Installée depuis l'automne 2008 à Givet, sur les friches des anciens locaux de l'entreprise Cellatex, la Gema œuvre dans la sidérurgie, stocke et transforme la magnésie - autrement dit, de l'oxyde de magnésium. A son arrivée, la communauté de communes, chargée de dépolluer les lieux après le départ de la Cellatex et avec qui la Gema avait signé une convention d'occupation des lieux encore en cours, espérait début 2009 «la création de 45 emplois».

Depuis le printemps 2011, la Gema se trouve placée en redressement judiciaire - la société vient d'obtenir une troisième prolongation de six mois, jusqu'en octobre prochain.

Lundi matin, vers 8 heures, une dizaine de salariés de l'entreprise se sont invités dans le bureau du directeur. Motif : dénoncer les conditions de travail. La lassitude des employés reposerait autant sur des manques élémentaires à l'hygiène et à la sécurité que par les retards de paiements réguliers - «souvent virés vers le 10 ou le 15 du mois».

Plusieurs ouvriers ne bénéficieraient pas systématiquement des équipements de protection individuels (EPI, ceux-ci comprenant gants, chaussures et masques de protection) nécessaires.
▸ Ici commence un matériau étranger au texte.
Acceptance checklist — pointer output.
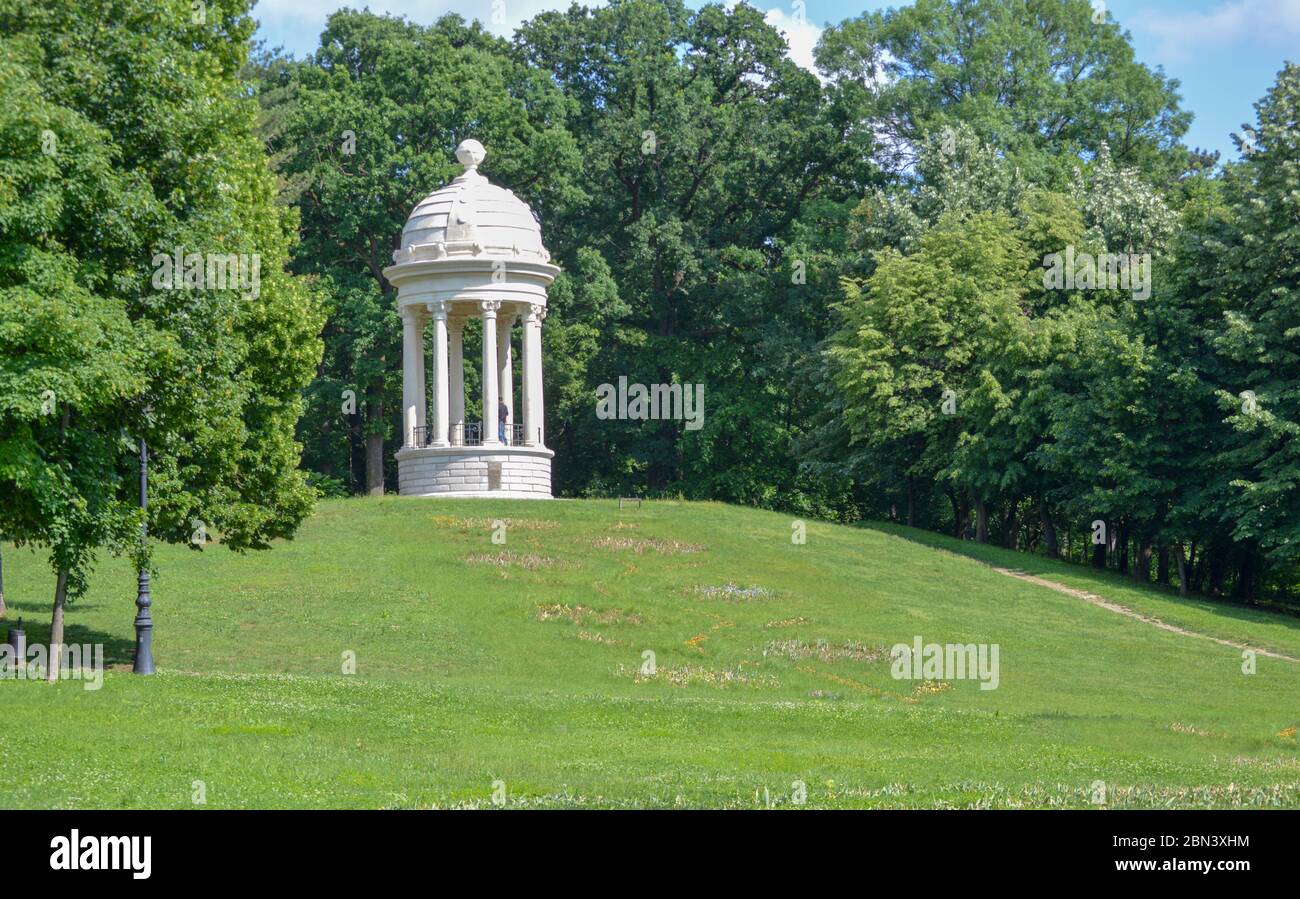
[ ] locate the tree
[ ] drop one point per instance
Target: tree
(130, 143)
(702, 144)
(919, 347)
(1039, 79)
(1259, 282)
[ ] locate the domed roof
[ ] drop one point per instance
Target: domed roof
(471, 217)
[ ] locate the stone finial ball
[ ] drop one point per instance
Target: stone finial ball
(471, 153)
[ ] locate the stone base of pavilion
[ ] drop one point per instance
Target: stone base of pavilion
(498, 472)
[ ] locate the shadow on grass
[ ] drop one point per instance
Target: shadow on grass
(35, 625)
(1082, 576)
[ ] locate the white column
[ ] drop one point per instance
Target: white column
(438, 311)
(505, 364)
(534, 413)
(412, 374)
(490, 396)
(456, 383)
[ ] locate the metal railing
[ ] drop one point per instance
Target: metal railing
(469, 434)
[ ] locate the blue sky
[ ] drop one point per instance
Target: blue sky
(1225, 52)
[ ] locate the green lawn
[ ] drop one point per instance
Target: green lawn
(519, 663)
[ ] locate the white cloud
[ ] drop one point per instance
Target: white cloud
(297, 24)
(1235, 22)
(800, 33)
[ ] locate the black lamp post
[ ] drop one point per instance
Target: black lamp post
(143, 621)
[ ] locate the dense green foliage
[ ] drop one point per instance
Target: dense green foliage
(128, 139)
(830, 253)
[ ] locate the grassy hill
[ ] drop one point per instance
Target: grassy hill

En outre, seule une douche, laissée à l'abandon depuis des années, serait disponible sur le site…

Le directeur a pris acte des revendications et s'est engagé, dès cette semaine, à changer certaines choses. En cas de non-respect de cette promesse, le délégué syndical l'a prévenu que l'inspection du travail «et les juridictions compétentes» seraient alertées.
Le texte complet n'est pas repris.